Fuqua tranposes the story from a Mexican village to the American West. It’s the 19th century in the aftermath of the Civil War. In the small township of Rose Creek, honest hard-working and God-fearing settlers are being threatened by the villainous Bartholomew Bogue (Peter Sarsgaard), who is seizing their hard-won land so that his company can blast it with explosives for the gold beneath. Bogue tells the town, “With democracy comes capitalism. With capitalism comes God. You are standing in the way of God.” He’s the epitome of unbridled corporate greed and disregard for the environment, pillaging the earth and its resources in a way that evokes horror today. To reinforce the message of his intentions, his heavies shoot a few townspeople “pour encourager les autres” and burn down the church.
Denzel Washington is quietly dominating in the leading Yul Brynner role. His Sam Chisolm is a law enforcer and bounty hunter who rides into town dressed from head to foot in black and emanating cool. He’s pressurised by widow Emma Cullen (Hayley Bennett), whose husband was killed by Bogue’s thugs, to help the townspeople stand up to Bogue’s tyranny.
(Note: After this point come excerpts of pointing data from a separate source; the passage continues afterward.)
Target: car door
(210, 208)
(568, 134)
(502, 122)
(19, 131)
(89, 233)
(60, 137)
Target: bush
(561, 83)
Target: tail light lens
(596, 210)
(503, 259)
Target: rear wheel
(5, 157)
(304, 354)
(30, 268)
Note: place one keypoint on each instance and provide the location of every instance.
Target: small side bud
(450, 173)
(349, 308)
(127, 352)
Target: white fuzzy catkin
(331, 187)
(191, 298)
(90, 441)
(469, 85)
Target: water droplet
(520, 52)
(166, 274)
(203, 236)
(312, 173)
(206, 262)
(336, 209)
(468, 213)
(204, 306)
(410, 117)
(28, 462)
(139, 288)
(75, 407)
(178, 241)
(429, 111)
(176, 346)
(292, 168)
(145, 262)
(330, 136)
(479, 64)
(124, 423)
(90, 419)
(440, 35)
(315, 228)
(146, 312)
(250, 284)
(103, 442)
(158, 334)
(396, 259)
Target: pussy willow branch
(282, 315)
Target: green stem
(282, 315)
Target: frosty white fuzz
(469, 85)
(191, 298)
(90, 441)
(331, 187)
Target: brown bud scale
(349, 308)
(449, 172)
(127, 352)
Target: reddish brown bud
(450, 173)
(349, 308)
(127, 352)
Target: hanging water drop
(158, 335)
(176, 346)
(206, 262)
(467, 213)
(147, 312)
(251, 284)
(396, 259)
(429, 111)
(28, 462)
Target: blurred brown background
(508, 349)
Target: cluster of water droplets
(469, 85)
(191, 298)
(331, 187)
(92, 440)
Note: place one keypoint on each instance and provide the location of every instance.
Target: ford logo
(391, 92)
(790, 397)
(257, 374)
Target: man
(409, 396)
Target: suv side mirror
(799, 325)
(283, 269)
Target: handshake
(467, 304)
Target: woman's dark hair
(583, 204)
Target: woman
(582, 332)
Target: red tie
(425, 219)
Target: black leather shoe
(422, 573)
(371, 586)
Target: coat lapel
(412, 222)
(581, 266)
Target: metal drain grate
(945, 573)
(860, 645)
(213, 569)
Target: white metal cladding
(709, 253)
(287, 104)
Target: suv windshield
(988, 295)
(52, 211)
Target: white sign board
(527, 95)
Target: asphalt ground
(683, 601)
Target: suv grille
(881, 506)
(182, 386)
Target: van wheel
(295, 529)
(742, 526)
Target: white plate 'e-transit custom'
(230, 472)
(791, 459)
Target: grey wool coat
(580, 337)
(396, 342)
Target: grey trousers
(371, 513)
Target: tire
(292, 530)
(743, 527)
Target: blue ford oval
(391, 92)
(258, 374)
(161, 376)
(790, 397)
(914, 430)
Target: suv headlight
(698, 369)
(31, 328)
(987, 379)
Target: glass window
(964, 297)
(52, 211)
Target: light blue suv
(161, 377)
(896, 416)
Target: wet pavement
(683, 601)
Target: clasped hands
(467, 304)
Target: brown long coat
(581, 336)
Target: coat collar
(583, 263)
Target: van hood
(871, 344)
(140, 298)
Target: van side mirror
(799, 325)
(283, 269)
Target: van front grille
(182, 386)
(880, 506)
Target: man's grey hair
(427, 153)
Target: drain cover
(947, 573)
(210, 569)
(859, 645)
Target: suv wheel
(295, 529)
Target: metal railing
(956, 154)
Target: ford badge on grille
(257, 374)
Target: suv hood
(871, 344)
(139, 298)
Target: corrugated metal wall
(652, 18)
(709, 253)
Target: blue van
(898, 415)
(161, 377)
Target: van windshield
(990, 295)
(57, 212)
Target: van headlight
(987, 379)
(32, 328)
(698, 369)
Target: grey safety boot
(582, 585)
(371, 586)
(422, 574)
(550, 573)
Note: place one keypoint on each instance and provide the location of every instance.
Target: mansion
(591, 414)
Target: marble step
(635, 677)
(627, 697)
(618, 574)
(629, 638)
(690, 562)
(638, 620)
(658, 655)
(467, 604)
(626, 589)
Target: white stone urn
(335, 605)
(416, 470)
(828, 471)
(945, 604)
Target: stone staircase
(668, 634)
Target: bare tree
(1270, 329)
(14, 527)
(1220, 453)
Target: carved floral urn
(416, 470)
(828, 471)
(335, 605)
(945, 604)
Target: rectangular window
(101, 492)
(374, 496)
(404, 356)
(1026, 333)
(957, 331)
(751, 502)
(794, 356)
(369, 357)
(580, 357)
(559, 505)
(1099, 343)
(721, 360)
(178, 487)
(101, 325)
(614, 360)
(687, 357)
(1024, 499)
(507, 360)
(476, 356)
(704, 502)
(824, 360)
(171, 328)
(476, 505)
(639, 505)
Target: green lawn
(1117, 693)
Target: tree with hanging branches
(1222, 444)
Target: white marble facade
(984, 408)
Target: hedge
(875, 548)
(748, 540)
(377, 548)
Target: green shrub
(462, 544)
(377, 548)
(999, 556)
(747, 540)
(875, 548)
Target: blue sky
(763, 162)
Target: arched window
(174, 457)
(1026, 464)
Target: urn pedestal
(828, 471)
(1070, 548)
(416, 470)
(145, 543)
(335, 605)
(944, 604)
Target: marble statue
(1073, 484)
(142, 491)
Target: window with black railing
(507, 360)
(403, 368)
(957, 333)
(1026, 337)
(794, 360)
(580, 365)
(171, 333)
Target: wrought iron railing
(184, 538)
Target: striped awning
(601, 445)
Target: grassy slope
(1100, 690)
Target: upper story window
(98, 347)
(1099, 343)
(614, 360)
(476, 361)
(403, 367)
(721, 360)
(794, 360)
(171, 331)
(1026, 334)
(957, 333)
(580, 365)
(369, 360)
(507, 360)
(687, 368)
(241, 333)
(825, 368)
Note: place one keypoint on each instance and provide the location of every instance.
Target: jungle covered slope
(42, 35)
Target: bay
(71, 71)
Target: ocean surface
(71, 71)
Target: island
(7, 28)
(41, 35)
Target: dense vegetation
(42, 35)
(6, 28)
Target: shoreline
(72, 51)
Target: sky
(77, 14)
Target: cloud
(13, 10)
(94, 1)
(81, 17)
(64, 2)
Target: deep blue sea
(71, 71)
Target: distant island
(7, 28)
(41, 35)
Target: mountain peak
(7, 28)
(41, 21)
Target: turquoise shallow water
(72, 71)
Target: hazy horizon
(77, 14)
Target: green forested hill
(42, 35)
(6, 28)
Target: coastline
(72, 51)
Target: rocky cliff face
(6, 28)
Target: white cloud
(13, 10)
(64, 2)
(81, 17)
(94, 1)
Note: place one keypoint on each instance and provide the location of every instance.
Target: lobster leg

Surprisingly, he agrees – apparently a mercenary, he also has ulterior motives which are divulged later. He recruits a multiracial collection – though this is barely remarked on and Chisolm’s colour not at all – of skilled marksmen, outlaws and outsiders of various kinds. There’s Chris Pratt, in Steve McQueen’s role, as Faraday, the hard-drinking charmer who bemuses his opponents with card tricks; Ethan Hawke as Southern gentleman Goodnight Robicheaux, a former Confederate soldier with a secret, in the Robert Vaughan role; his knife-throwing Chinese sidekick Billy Rocks (Korean Byung-hun Lee); ‘Texican’ outlaw Vasquez (Manuel Garcia-Rulfo); burly Vincent D’Onofrio as Jack Horne, a coonskin-capped backwoodsman who’s more bear than man; and lone Comanche Red Harvest (Martin Sensmeier), with a war-painted face and an unerring hand with a quiver of arrows. Washington and Hawke both worked together with Fuqua on his previous Training Day.
Following the structure of the original, after an initial skirmish, the final third of the film is an epic battle when Bogue returns with hundreds of horsemen to take back the rebellious town from the revolt led by the seven sharpshooters. In preparation, the seven have trained up the townsfolk to shoot and to man (and woman) the town’s defences and booby traps that they’ve constructed. The violence is so outrageous that the outnumbered marksmen potting heavy after heavy with their six-guns as their heads appear in shot becomes as emotionally involving as if they were playing Whac-a-mole. Defending the flimsy wooden-built town against wave after wave of an army that keeps on coming, the seven fire faultlessly, never once missing a deadly shot, and the body count rises to astronomical. An early machine gun even puts in an appearance. It’s an orgy of beautifully choreographed death and destruction – but not without humour. Chris Pratt reportedly called the film “two hours of kick-ass entertainment”. I don’t disagree.
Fuqua’s next project is to develop Dan Slater’s non-fiction Wolf Boys as a directing and producing vehicle. The drama follows two American teens recruited as killers for a Mexican cartel, and a Mexican-American detective who pursue them and who is worn down by the futility of the drug war.
The Magnificent Seven is released on 23 September 2016 in the UK.